Purple Heart presentation

Biz, Casteel, and Jacobsen are members of the 101st Airborne Division, Fort Campbell, Ky. They were injured April 8, 2015, during an attack in Afghanistan.

"I had a chance in one of my regular visits to Walter Reed to visit these three great Americans," McHugh said.

"They are, as soldiers have always been, incredible examples of bravery, of selfless sacrifice."

Soldiers make enormous sacrifices, to include their lives, in service to the nation, Sgt. Maj. of the Army Daniel A. Dailey said.

"Our great soldiers are our nation’s credentials," Dailey said. "When our nation asks us to go to war, it’s a serious thing."

The service of Biz, Casteel, Jacobsen and so many others like them, is what makes the nation strong, he said.

"They will be honored and remembered by us forever because what they do every day is so special and so sacred to the people of the United States of America," Dailey said.

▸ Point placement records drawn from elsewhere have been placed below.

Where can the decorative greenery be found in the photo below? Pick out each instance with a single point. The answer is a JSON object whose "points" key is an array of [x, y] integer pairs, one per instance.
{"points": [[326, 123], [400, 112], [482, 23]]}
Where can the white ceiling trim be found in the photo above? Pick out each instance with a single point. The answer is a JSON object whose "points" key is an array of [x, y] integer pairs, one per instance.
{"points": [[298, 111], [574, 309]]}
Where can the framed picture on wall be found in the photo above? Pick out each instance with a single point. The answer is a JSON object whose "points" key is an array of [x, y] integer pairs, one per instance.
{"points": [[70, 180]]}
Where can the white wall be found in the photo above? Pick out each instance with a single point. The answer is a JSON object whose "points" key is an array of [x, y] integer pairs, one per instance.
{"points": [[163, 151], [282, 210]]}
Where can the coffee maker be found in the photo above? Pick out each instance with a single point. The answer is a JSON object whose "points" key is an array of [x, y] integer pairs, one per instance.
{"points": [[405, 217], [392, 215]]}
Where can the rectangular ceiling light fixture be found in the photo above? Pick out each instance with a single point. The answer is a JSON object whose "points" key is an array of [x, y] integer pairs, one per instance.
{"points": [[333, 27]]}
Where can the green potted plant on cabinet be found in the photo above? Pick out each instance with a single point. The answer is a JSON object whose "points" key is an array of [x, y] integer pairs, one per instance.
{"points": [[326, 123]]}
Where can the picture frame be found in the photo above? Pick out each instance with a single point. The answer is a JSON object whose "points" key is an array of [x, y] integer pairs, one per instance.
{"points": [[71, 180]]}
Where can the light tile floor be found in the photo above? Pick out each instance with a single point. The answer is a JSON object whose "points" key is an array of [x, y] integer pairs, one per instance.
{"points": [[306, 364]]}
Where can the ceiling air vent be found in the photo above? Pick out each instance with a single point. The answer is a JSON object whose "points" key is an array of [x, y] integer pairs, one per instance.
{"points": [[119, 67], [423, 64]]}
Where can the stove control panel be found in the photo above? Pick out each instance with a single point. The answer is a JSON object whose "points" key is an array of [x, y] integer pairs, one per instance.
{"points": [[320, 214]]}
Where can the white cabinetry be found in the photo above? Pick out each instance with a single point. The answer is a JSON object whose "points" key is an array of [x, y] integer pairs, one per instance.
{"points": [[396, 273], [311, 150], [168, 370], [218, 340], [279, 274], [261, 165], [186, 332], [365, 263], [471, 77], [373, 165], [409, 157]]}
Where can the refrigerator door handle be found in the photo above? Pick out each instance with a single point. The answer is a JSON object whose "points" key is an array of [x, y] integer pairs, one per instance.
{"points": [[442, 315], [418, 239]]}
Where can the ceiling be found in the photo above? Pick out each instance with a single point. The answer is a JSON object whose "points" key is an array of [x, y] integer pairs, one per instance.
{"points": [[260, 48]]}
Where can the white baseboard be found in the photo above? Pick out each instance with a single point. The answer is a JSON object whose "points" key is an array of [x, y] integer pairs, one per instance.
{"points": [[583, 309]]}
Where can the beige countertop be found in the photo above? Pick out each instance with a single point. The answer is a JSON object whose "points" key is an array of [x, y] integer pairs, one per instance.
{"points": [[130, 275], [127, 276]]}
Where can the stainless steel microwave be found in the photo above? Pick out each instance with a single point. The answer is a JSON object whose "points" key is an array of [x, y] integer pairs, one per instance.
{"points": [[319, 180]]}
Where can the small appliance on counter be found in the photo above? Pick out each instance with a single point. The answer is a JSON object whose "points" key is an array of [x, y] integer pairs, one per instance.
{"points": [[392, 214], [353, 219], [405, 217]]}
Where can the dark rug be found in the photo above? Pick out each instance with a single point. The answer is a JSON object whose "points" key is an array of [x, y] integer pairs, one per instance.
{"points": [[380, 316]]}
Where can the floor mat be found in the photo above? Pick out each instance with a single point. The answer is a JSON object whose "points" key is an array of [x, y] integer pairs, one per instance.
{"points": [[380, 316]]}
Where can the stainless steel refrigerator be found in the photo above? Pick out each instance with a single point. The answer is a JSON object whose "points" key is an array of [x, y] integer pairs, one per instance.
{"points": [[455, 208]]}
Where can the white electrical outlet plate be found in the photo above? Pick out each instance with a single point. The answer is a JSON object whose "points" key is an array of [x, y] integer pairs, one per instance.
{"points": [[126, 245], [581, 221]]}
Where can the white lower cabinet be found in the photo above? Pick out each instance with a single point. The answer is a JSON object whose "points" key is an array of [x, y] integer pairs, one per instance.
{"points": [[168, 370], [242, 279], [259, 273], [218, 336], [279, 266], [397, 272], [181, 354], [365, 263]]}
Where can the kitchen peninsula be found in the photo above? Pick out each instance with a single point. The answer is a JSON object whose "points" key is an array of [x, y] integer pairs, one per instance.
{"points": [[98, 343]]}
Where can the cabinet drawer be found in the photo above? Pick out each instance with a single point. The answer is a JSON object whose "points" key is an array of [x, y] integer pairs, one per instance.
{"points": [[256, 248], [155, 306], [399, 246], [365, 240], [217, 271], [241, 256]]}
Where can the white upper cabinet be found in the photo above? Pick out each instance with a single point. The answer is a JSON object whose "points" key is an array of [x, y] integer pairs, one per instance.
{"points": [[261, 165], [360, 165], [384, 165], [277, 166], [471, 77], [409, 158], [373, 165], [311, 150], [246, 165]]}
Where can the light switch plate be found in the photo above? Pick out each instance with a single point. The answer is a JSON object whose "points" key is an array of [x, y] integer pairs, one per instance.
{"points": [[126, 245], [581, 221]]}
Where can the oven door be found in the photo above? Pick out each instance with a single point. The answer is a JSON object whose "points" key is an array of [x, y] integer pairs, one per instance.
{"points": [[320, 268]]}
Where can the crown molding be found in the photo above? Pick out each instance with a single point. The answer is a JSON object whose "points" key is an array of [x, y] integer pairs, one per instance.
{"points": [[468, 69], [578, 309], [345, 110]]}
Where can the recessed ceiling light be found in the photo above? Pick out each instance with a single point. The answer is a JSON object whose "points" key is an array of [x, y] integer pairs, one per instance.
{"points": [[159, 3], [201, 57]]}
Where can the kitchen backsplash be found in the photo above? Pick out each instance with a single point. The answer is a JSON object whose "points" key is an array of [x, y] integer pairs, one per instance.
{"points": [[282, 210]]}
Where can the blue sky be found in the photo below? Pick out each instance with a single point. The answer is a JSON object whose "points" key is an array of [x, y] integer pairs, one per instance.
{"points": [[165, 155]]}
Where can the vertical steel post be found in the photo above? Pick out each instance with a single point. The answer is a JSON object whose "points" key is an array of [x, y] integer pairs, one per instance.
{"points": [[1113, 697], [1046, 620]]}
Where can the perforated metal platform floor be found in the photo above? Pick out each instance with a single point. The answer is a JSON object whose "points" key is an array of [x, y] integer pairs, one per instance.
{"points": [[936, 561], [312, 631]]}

Jacobsen, who was injured by a gunshot wound, which resulted in a broken leg, has been in the Army for more than two years.

It was a memorable experience, he said, to be presented his Purple Heart at Mount Vernon.

"It was pretty neat; it was a cool experience to be here and receive it here, instead of in the hospital," he said. "You can’t put words on it because it’s just so special."